Operators information is the key information to guide the back-end selection of implementing operators. The first parameter of `MS_REG_CPU_KERNEL` is the name of the registration operator, which is consistent with the operator name in the primitives. The second parameter indicates the type of each input and output in turn. The last parameter is the name of the class which the operators implement. `Transpose` operator registration codes are as follows:

```cpp
MS_REG_CPU_KERNEL(Transpose, KernelAttr().AddInputAttr(kNumberTypeFloat32).AddOutputAttr(kNumberTypeFloat32),
                  TransposeCPUFwdKernel);
```

> The number and order of the input and output information defined in operator information, the number and order of input and output information in operator implementation, and the number and order of input and output name list in operator primitives should be consistent.

## Editing MindSpore

After writing the custom CPU operators, you need to recompile and reinstall MindSpore. For details, please refer to [Installation Document](https://gitee.com/mindspore/docs/blob/r1.5/install/mindspore_cpu_install_source.md#).
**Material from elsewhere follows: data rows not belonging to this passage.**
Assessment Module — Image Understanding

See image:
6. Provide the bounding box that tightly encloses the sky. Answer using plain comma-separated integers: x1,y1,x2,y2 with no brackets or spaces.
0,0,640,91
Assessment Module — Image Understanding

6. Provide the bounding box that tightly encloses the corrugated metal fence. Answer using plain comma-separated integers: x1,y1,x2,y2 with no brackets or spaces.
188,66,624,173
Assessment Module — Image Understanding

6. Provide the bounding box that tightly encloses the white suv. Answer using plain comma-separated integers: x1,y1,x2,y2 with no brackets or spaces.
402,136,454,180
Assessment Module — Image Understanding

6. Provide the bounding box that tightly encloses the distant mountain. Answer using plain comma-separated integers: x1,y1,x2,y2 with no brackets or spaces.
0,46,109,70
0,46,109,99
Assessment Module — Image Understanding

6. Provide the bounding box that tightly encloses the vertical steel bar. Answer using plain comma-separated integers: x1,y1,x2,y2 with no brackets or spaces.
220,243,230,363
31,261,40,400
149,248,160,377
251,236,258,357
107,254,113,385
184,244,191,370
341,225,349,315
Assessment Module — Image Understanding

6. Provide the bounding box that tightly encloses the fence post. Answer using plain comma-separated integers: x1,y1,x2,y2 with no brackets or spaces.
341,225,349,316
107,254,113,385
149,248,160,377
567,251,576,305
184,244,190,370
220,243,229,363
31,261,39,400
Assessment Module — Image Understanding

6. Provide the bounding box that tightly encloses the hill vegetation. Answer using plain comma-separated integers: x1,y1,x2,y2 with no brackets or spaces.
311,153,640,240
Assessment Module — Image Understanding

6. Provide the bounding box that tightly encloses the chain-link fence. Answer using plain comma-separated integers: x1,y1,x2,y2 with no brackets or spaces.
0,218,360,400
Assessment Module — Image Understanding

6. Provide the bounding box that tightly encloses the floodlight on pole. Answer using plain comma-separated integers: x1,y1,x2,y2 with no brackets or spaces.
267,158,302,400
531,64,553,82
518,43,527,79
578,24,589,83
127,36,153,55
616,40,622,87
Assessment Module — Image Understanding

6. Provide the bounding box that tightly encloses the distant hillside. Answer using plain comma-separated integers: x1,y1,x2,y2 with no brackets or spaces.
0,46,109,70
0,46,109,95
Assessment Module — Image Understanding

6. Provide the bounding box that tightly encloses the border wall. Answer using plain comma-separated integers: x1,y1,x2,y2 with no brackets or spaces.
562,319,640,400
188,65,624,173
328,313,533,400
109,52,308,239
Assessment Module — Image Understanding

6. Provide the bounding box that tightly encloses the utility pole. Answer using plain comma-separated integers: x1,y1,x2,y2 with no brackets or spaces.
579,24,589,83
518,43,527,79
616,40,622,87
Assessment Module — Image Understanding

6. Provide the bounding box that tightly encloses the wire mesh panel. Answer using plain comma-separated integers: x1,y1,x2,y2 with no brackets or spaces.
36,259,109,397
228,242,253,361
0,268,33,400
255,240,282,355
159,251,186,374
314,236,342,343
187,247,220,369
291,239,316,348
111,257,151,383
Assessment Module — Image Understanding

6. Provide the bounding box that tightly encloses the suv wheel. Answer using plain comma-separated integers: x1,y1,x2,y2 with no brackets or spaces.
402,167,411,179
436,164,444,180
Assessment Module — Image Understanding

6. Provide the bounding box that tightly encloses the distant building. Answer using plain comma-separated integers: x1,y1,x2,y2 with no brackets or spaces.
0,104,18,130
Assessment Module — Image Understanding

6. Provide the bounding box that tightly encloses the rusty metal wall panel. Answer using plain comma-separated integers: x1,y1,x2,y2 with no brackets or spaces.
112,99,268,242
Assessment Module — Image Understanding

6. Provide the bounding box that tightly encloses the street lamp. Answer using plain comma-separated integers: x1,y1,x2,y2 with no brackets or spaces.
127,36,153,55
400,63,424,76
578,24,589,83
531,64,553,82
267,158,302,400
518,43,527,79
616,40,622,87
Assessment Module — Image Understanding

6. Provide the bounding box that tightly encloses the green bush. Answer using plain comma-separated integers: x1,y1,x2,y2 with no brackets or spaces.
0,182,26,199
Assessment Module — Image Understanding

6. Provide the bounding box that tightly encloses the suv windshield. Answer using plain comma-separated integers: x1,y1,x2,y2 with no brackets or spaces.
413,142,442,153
## Using Custom CPU Operators

After compiling and installing, the custom CPU operators can be used directly through the import primitives. Take the single operator network test of `Transpose` as an example.

Define the network in document `test_transpose.py`.

```python
import numpy as np
import mindspore.nn as nn
import mindspore.context as context
from mindspore import Tensor
import mindspore.ops as ops

context.set_context(mode=context.GRAPH_MODE, device_target="CPU")

class Net(nn.Cell):
    def __init__(self):
        super(Net, self).__init__()
        self.transpose = ops.Transpose()

    def construct(self, data):
        return self.transpose(data, (1, 0))

def test_net():
    x = np.arange(2 * 3).reshape(2, 3).astype(np.float32)
    transpose = Net()
    output = transpose(Tensor(x))
    print("output: ", output)
```

Running case:

```bash
pytest -s test_transpose.py::test_net
```

Running results:

```text
output: [[0, 3]
        [1, 4]
        [2, 5]]
```

## Defining Operators' BProp Functions

If an operator needs to support automatic differentiation, its back-propagation function (bprop) needs to be defined in its primitives. You need to describe the reverse computing logic that uses forward input, forward output, and output gradient to get the input gradient in bprop. Reverse computation logic can be composed of built-in operators or custom reverse operators.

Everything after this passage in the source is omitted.